As we got to Jerusalem, we passed by the Israeli Supreme Court and the Knesset, heavily fortified as you might imagine. Then through some Jewish neighborhoods on the way to a vantage point overlooking the old city. Then it was time for lunch. As you can see, the vegan isn’t suffering.

Next we passed through some Muslim neighborhoods with a lot of graffiti on our way to the Western Wall. I didn’t really have any profound experience at the Wall. As I touched it, I could feel that the stone had been smoothed by many, many thousands of people doing the very same thing. The connection with all of the other people who have touched it makes the Wall a living thing. Okay, I guess that was somewhat profound, just not emotional.

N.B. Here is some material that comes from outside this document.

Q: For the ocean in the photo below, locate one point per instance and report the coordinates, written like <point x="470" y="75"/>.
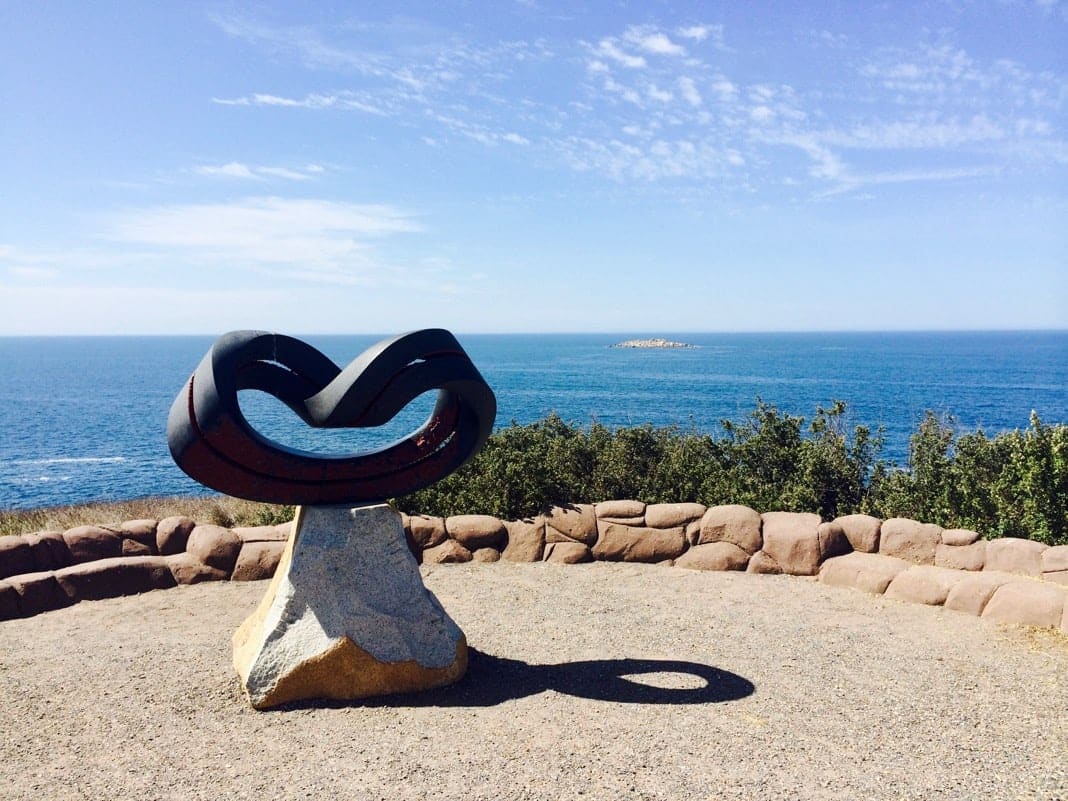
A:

Next stop was the City of David where we explored Hezekiah’s Tunnel, built 2,700 years ago to protect Jerusalem’s water supply, the Gihon Spring, from the Assyrians. We actually climbed into the tunnel, anywhere from ankle to thigh deep with cold water, and followed it to where it originally ended in a pool. They have just recently discovered the original pool and are excavating it. We were able to see a part that has only been uncovered for about 3 months. Sadly, no pictures from inside because of all the water they had us leave everything on the bus.

On the way back to the hotel, we passed by Damascus Gate which, if the photo isn’t obvious, is controlled by the Muslims. Back at the hotel I ate and wrestled with the internets.

Israel – First Night, Tel Aviv

So, we’re here! The plane ride was long but mostly uneventful. There was a bit of turbulence the first 30-40 minutes, the shimmy, shimmy, shimmy kind, but it wasn’t bad enough to be scary. Not to me at least. I was on the aisle, which made it hard to sleep, but I managed to get some in. I had an interesting experience upon landing and I’ll post that in video form in a bit.

This was basically a free night, so after we met up with the Boston folks, we headed to the hotel. The bus seats seemed absolutely palatial compared to being on on the plane. If that’s the kind of bus we’re having for the trip, it’ll be a nice ride.

Our hotel turned out to be right on the beach. I even have a few from my room. The rooms are fine. Not luxurious, but probably nicer than I would have bothered with. No free wi-fi though. At least you can buy time at about $5/hour.

After getting cleaned up, Gwen, Mitch, Patrick and I headed out for food. We found a place by the hotel right on the beach. We all shared a tasty hummus. This one was a little heavier on tahini than we usually get in the U.S. It also had plenty of garlic and lemon. I think I detected a bit of sumac as well. It came in a huge bowl and we completely demolished it. I had the Arabic salad as well. Finely chopped lettuce, tomato, cucumber, parsley and basil with lemon juice and olive oil. Refreshing after the airplane food. I also had a Weihenstephan beer. It was somewhere between a pilsner and a wheat beer. Very nice and quite potent.

After eating, we headed down to the beach to dip our toes in the water. Gwen and I both exclaimed how warm it was and either Patrick or Mitch complained that it was cold. Compared to the Pacific off of Northern California, it was like bathwater.